Sunday, August 7, 2011

Rethinking Recovery

Week one of my recovery plan is now complete.  It did not go well.  Running feels like (and is!) a slow shuffle even if I only go a couple miles.

After feeling worse each day, I realized I needed to do more research on recovery.  I thought that a week off followed by a week of easy would be fine.   Apparently, I was wrong. 

A Google search led me to this document by Gale Bernhardt: "Recovery After Racing", found on

In this document, Gale lists the recovery time for triathlon as being 3-5 days per hour of racing.  Wow!  Given my 7+ hour race, that means I need to be in recovery mode for 21-35 days!  No wonder I don't quite feel up to snuff. 

I also found another document to support Gale's suggestion of 3-5 days off per hour of racing.'s document, "Post Ironman Race Recovery!", suggests that the typical age-grouper needs 6-8 weeks of recovery following a full Ironman before resuming their regular training schedule.  Cut that in half (my race was a half-Ironman distance) and it matches up perfectly with the number of recovery days suggested by Gale.  

So, I am backing off for a few weeks.  I will no longer be following the Hal Higdon Post-marathon plan that I had originally planned to use.  These next few weeks will have no more than 2 easy runs per week.  In addition to that, I plan to swim at least once per week, do yoga 2-3 times per week, and try to use my foam roller at least every other day.  I also plan to walk every day as a means to fill the time slot formerly occupied by training and to stave off boredom.  Liam and I may take out the mountain bike and child trailer to toodle around the neighborhood, but the road bike will probably remain in the garage for the time being.  In a couple weeks, I will reevaluate how I am feeling and go from there. 

The hardest part of being your own coach is being objective.  Did I know that the crappy runs early in the week meant that I should have backed off?  Yep.  Did I back off?
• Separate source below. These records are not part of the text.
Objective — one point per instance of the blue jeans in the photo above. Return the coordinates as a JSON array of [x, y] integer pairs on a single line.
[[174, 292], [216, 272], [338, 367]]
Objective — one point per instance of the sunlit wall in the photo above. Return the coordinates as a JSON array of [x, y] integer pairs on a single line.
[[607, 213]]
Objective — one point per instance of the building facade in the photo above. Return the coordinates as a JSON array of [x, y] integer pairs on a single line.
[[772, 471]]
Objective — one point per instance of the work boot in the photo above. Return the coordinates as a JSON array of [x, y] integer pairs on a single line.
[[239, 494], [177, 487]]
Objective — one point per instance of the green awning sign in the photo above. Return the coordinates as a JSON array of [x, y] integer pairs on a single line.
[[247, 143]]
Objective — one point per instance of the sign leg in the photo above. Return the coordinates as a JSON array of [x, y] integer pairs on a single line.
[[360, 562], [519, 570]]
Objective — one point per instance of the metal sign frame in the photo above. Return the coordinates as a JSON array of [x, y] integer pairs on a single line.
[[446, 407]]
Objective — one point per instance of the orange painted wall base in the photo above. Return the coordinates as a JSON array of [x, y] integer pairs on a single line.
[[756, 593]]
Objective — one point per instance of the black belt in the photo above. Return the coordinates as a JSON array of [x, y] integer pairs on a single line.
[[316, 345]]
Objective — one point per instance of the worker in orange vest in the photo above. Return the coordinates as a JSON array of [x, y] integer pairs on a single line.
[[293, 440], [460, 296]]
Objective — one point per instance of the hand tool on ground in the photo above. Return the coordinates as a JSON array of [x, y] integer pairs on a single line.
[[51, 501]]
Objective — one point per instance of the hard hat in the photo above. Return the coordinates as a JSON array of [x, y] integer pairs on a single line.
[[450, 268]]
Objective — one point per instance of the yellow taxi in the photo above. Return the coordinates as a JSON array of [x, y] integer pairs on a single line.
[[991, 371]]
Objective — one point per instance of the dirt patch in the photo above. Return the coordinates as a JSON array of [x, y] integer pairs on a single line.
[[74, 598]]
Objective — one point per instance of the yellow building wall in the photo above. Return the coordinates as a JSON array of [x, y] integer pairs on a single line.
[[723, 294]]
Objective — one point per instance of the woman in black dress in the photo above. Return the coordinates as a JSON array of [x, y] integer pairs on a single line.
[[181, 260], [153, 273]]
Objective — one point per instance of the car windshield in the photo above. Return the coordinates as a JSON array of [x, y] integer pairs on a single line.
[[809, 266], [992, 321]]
Nope.  I completed my workouts as written, rather than listening to my body or evaluating my performance.  I wouldn't push another athlete like that.  Why do I think I am any different? 

Are you your own coach?  What methods do you use to evaluate your own performance?  Are you able to remain objective?

1 comment:

  1. I think as an athlete, we get so used to pushing ourselves beyond our comfort zones and ignoring those little aches and pains that to heed them during recovery feels like wussing out. I definitely think you're smart to spend more time recovering - look at it as a chance to do all those things you don't have time for when training hard! That sounds pretty darn good to me right now... only 3 weeks until my oly and then I'm dialing it down a bit.